“皇上。”麗妃跪在宣文帝腳邊,拉著他的手哭道,“這定是有奸人污蔑,林家素來忠心不二,您親自下令抄斬的孟氏一家,皇權威嚴之下,林家又怎會冒著欺君之罪,去藏匿一個外室子啊,求皇上明鑒——”

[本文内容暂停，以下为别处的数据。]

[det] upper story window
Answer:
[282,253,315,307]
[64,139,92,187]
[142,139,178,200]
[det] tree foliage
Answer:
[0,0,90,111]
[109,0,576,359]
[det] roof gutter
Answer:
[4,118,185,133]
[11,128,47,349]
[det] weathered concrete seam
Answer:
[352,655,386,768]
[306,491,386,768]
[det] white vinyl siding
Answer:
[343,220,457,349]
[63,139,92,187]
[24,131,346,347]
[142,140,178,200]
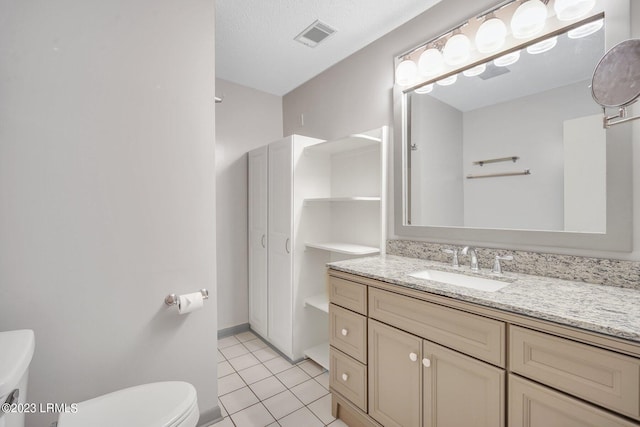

“那依你之見,孟氏這小孫子該如何處置?”宣文帝表情難辨。
“皇上隆恩浩蕩,只處置孟氏一家,并未遷怒其九族,他們卻不知悔改、妄想欺君,還誣陷林家,死不足惜!無論皇上如何處置,臣妾都沒有異議!”
那少年瞬間驚慌抬頭:“娘娘——”
“啊——”
他話沒說完,就被四皇子一腳踹翻在地。
后者冷冷看著他:“父皇母妃善心,留你一具全尸已是格外開恩了,莫非你還想嘗嘗凌遲處死、千刀萬剮的滋味?”
那少年被他嚇得一個激靈,一時竟不敢說話了。
宣文帝目光復雜地看了麗妃一眼:“孟氏都替你頂了罪,你卻連她最后一絲血脈都不愿保下么?”
麗妃雙眼睜大,不可置信地抬頭。
即使這是心照不宣的事實,但她沒想到宣文帝竟直接挑明。
他第一次用這樣冷漠的眼神看她,電光火石之間,她似乎明白了什么。
她看向太子,冷冷一笑:“是因為他?”
“我陪了皇上二十年,到頭來還是比不過那個死人么?”
“放肆!”宣文帝瞬間冷下臉,“先皇后賢德無雙,豈是你這般毒婦能比?!”
“果然……”麗妃怔了一瞬。
不等她開口,宣文帝已經道:“林氏包藏朝廷要犯,罪不容誅,但念林卿三朝元老,勞苦功高,特免其死罪,革去其二子及其子孫一切官職,杖責三十,以儆效尤!”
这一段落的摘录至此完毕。